Usman menjelasakan tidak pernah mengatakan belum ada menyasar Makan Bergizi Gratis (MBG) ke satuan PAUD. Ada, namun hanya beberapa satuan PAUD saja, itupun yang berada di bawah naungan Kementerian Pendidikan dan Kebudayaan (Kemendikbud) dan tidak termasuk membicarakan Raudhlaul Atfal (RA) karena di bawah naungan Kementerian Agama. HIMPAUDI hanya di bawah Kementerian Pendidikan saja.
Satuan Pendidikan Anak Usia Dini yang sudah menerima MBG masih sangat sedikit menurut dari data se-NTB, sebanyak 238,431 siswa data tersebut berdasarkan yang ada di Dapodik. Sementara telah menyasar pada siswa sebanyak 23 ribuan berarti sisanya masih tinggi yaitu 215,431 siswa.

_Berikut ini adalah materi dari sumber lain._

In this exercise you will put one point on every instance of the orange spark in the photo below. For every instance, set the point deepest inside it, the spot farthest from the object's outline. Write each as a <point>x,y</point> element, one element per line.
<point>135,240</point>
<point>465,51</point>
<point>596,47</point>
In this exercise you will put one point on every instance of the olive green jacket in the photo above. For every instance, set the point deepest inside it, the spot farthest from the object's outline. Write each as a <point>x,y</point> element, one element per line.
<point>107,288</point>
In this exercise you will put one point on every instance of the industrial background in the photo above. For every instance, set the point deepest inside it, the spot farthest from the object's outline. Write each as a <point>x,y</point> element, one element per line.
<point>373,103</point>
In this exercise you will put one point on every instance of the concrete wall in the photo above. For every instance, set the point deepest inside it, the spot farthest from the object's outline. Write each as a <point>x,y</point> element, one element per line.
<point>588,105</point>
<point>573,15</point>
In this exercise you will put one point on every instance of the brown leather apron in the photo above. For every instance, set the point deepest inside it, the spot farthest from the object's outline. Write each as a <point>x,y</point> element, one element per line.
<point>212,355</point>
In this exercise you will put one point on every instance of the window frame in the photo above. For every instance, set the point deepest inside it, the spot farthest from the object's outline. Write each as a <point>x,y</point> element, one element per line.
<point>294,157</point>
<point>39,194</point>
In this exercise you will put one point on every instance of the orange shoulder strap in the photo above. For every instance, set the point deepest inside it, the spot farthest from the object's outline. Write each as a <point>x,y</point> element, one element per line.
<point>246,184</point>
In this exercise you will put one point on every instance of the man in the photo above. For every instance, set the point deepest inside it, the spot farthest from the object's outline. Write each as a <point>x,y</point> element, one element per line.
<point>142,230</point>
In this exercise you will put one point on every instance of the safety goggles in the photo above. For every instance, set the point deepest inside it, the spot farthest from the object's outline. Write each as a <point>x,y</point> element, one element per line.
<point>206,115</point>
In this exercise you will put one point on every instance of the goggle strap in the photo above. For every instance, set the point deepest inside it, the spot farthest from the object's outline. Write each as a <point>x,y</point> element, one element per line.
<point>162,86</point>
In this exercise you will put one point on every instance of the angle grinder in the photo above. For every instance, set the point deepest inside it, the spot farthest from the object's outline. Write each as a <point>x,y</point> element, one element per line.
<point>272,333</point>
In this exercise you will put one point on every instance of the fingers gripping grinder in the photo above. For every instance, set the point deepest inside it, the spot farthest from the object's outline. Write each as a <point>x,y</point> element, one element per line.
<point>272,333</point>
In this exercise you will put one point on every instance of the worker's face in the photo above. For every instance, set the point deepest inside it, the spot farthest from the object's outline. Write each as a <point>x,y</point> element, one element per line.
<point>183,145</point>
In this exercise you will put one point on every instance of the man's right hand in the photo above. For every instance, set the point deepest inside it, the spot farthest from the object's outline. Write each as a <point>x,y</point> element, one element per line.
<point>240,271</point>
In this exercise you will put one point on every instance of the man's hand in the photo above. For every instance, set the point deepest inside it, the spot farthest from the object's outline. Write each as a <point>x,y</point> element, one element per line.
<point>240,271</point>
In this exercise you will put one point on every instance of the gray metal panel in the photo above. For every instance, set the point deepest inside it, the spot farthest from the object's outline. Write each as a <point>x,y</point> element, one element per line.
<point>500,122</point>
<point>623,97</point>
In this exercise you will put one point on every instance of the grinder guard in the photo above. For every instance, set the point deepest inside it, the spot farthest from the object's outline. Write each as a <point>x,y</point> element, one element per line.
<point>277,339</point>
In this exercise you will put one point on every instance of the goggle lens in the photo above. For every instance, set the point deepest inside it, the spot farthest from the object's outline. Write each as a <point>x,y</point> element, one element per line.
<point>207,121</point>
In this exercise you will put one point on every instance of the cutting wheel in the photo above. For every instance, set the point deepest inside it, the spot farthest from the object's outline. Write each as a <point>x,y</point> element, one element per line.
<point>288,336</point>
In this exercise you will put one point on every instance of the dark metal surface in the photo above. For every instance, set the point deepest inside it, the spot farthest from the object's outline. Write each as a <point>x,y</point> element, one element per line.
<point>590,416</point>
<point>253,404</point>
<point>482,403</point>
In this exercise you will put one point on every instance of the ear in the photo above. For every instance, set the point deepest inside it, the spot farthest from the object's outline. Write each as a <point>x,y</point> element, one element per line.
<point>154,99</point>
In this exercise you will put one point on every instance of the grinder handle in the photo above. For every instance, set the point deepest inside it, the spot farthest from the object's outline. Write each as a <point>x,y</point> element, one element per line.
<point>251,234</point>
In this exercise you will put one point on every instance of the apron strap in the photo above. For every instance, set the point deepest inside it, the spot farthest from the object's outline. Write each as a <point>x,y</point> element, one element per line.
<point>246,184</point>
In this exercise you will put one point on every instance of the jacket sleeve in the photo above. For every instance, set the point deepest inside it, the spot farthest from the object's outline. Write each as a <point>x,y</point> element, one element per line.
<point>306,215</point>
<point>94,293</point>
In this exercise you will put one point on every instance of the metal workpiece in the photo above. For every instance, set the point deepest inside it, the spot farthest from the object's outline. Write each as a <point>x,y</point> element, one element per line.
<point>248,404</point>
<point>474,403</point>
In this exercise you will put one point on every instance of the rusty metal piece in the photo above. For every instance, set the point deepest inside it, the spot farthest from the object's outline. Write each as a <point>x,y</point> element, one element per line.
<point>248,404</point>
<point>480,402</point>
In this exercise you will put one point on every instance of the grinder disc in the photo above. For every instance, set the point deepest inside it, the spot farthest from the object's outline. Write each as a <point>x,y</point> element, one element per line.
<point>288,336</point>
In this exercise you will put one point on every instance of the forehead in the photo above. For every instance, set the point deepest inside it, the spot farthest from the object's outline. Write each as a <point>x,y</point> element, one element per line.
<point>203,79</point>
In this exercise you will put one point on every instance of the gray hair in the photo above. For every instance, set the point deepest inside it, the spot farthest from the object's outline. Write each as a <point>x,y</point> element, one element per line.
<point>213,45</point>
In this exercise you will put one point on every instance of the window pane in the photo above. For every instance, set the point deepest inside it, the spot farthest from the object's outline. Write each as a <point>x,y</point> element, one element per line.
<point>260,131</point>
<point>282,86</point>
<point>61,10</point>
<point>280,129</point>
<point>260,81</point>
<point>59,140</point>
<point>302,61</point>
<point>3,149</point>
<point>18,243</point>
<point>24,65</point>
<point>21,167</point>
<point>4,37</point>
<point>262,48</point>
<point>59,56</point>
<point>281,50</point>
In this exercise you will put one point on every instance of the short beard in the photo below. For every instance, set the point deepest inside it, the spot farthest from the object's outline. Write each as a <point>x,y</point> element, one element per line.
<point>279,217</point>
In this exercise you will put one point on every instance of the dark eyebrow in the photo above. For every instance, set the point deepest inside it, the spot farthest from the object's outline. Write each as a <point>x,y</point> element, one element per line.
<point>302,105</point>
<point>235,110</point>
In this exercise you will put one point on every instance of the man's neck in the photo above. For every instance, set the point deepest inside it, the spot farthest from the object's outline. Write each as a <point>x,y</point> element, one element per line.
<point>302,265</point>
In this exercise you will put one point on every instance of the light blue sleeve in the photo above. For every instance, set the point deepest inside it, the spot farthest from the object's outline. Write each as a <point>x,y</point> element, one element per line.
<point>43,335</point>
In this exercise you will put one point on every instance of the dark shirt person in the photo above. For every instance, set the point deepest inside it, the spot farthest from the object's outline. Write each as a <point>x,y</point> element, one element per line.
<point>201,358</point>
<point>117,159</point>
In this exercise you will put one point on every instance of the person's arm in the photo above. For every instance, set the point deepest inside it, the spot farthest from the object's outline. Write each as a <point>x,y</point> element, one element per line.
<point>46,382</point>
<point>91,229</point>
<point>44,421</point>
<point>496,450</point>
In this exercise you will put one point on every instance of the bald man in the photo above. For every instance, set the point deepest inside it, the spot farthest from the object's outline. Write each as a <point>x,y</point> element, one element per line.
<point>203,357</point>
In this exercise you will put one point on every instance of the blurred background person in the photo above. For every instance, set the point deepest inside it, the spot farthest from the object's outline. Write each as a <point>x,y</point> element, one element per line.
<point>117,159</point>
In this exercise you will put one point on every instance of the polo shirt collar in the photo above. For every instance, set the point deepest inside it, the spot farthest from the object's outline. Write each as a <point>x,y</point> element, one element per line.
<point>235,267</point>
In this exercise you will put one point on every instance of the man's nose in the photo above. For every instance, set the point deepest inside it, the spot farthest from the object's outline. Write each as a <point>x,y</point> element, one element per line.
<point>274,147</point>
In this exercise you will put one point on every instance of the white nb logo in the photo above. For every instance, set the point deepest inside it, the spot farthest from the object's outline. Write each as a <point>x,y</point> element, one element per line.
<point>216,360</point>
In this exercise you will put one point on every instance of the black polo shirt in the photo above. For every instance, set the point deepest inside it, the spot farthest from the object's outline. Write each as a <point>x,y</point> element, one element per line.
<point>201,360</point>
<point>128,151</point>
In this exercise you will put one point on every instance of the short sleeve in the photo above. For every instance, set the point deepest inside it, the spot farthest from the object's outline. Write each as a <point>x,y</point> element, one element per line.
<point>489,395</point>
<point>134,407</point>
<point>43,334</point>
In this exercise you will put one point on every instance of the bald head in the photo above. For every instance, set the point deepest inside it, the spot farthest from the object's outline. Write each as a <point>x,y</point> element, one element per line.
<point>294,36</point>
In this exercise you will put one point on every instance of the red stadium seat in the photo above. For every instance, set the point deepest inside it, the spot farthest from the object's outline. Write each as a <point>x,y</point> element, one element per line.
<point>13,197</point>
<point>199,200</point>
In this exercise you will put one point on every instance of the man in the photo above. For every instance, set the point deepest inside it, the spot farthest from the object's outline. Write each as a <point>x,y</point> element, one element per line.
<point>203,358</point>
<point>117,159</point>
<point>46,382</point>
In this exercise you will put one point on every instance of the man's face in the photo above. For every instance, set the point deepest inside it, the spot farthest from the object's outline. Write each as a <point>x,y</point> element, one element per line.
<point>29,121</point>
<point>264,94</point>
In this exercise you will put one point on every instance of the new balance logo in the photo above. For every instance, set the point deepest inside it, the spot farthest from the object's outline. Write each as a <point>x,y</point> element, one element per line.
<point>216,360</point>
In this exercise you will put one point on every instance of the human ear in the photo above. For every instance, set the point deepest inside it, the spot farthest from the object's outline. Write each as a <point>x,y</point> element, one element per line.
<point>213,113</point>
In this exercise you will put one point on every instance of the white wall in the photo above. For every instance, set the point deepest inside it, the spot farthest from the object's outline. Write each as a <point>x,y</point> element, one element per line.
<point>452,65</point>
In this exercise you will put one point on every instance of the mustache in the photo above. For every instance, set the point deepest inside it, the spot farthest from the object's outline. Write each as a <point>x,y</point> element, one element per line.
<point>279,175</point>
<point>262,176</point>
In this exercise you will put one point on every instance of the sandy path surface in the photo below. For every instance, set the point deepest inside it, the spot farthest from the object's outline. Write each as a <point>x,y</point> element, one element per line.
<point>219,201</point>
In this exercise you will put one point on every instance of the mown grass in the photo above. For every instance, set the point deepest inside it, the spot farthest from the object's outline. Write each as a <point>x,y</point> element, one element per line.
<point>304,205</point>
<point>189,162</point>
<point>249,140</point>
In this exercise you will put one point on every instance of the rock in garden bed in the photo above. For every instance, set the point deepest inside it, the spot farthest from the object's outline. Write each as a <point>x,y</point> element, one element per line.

“Data siswa PAUD Kabupaten Lombok Timur sebanyak 52,998 siswa sementara yang sudah menerima MBG tersebut baru sekitar 7.546 siswa berarti masih 45.452 siswa yang belum ini khusus yang di bawah Kementrian Pendidikan,” ujar Usman.
"Kami merasa sedih karena masih sedikit yang mendapatkan Makan Bergizi Gratis (MBG) tersebut, untuk itu kami sangat berharap agar bulan berikutnya bisa menyasar ke seluruh satuan Pendidikan Anak Usia Dini di NTB, PAUD Taman Kanak-kanak (TK), Kelompok Bermain (KB), Satuan PAUD Sejenis (SPS), dan Taman Penitipan Anak (TPA)," ungkapnya.

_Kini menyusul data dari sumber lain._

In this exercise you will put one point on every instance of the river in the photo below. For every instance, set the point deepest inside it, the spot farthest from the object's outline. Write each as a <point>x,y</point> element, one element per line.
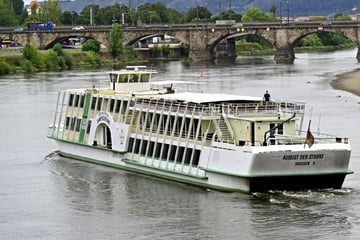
<point>44,196</point>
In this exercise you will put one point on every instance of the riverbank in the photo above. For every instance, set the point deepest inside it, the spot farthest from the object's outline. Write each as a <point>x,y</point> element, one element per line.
<point>349,82</point>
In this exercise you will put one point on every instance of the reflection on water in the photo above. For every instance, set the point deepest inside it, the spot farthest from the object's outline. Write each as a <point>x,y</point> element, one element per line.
<point>60,198</point>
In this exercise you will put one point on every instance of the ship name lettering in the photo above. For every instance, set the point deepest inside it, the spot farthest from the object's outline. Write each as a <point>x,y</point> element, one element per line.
<point>316,156</point>
<point>302,163</point>
<point>290,157</point>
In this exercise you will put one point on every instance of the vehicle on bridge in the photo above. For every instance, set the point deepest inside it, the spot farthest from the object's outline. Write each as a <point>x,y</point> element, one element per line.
<point>41,26</point>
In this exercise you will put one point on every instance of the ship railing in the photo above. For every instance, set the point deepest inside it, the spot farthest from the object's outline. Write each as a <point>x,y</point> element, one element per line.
<point>292,140</point>
<point>178,107</point>
<point>261,108</point>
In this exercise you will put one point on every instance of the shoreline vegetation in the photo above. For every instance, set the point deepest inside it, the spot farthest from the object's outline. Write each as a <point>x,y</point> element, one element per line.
<point>13,60</point>
<point>349,82</point>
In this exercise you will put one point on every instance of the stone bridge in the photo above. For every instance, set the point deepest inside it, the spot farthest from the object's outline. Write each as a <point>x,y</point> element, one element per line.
<point>200,38</point>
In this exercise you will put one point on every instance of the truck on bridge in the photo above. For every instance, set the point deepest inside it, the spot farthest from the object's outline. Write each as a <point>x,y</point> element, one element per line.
<point>41,26</point>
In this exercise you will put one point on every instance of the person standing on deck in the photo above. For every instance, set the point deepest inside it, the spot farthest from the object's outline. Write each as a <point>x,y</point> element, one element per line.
<point>267,97</point>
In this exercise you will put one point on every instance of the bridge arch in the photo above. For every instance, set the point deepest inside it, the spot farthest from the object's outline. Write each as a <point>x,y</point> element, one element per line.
<point>201,38</point>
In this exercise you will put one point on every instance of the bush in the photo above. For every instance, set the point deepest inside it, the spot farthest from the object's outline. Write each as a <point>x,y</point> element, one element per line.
<point>91,45</point>
<point>27,66</point>
<point>92,57</point>
<point>5,68</point>
<point>58,49</point>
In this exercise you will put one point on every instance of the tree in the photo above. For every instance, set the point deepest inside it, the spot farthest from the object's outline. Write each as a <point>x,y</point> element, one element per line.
<point>69,17</point>
<point>51,11</point>
<point>256,15</point>
<point>116,40</point>
<point>91,45</point>
<point>7,15</point>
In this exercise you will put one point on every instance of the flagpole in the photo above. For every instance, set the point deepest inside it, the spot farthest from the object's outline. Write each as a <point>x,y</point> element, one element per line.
<point>307,132</point>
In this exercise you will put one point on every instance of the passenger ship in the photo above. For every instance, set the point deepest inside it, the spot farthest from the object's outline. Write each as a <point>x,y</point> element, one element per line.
<point>216,141</point>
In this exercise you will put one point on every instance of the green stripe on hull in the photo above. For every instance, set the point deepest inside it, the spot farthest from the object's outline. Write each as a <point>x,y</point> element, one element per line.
<point>274,174</point>
<point>163,176</point>
<point>84,117</point>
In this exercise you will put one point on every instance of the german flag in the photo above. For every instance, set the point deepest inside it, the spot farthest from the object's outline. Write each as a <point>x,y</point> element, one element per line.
<point>309,140</point>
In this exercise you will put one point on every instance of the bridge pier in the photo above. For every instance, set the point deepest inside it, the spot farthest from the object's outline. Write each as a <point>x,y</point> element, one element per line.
<point>198,48</point>
<point>226,49</point>
<point>285,55</point>
<point>358,54</point>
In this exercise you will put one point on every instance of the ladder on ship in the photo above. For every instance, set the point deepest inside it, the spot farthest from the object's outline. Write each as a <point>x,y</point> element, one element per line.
<point>223,129</point>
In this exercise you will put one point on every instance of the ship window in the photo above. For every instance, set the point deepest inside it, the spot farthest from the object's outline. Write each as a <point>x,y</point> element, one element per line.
<point>137,146</point>
<point>172,153</point>
<point>133,78</point>
<point>99,104</point>
<point>78,123</point>
<point>188,155</point>
<point>165,151</point>
<point>196,157</point>
<point>272,132</point>
<point>88,127</point>
<point>93,103</point>
<point>82,100</point>
<point>76,102</point>
<point>157,150</point>
<point>71,99</point>
<point>180,154</point>
<point>144,77</point>
<point>123,79</point>
<point>113,77</point>
<point>131,144</point>
<point>67,123</point>
<point>72,123</point>
<point>117,106</point>
<point>124,107</point>
<point>281,129</point>
<point>151,148</point>
<point>112,103</point>
<point>143,147</point>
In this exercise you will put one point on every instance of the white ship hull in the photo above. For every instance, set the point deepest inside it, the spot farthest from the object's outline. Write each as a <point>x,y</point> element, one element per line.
<point>216,141</point>
<point>235,170</point>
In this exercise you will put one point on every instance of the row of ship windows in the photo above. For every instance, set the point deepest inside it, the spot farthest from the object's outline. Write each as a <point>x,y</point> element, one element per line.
<point>153,149</point>
<point>97,102</point>
<point>74,123</point>
<point>167,124</point>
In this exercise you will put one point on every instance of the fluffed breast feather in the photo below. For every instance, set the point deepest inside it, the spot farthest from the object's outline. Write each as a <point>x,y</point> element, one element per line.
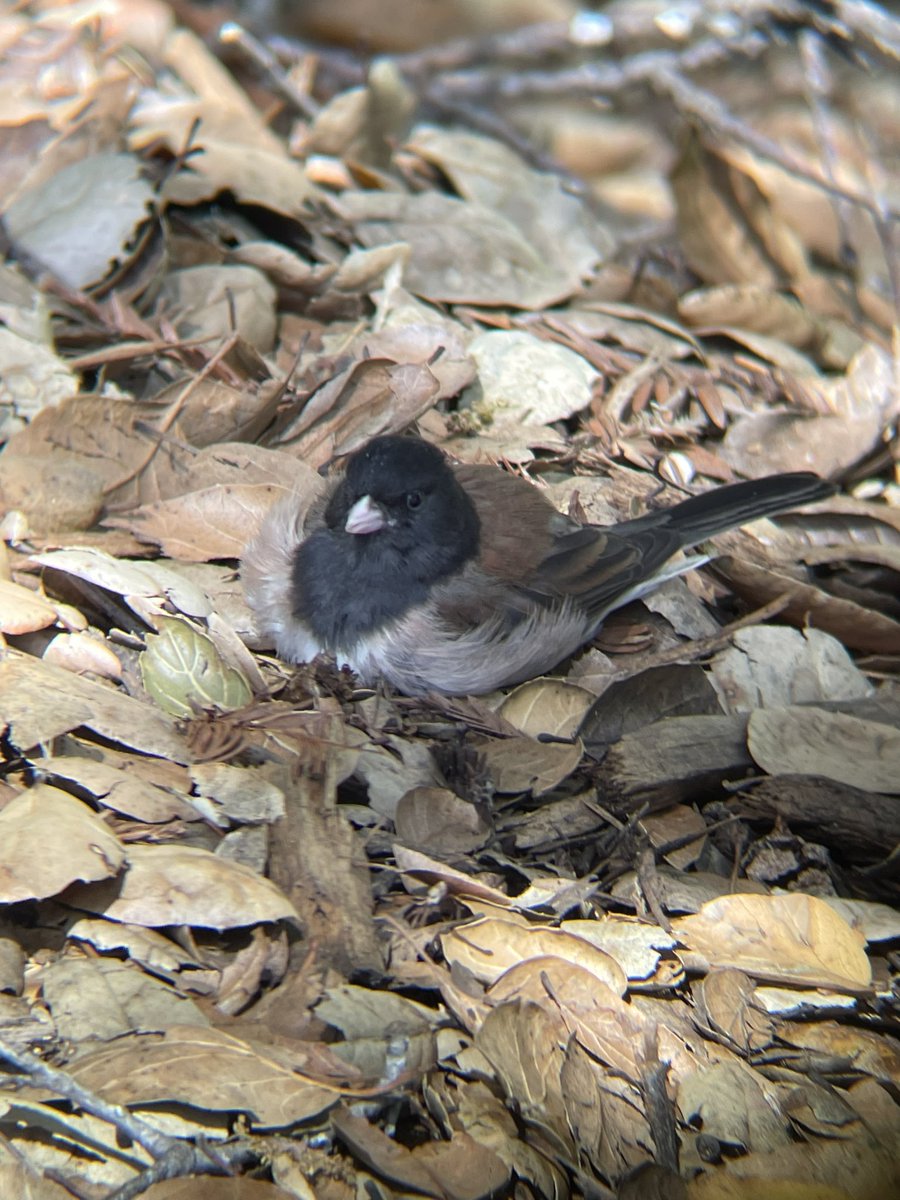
<point>268,562</point>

"HIMPAUDI di semua kabupaten/kota dan kecamatan Insya Allah siap bekerja sama membantu pemerintah dan tim satgas Makan Bergizi Gratis (MBG) memberikan informasi demi kelancaran dan untuk memastikan bahwa anak-anak usia dini di NTB untuk mendapat perhatian serius dalam program ini demi mewujudkan generasi NTB yang sehat, cerdas, dan bebas stunting,” tutupnya.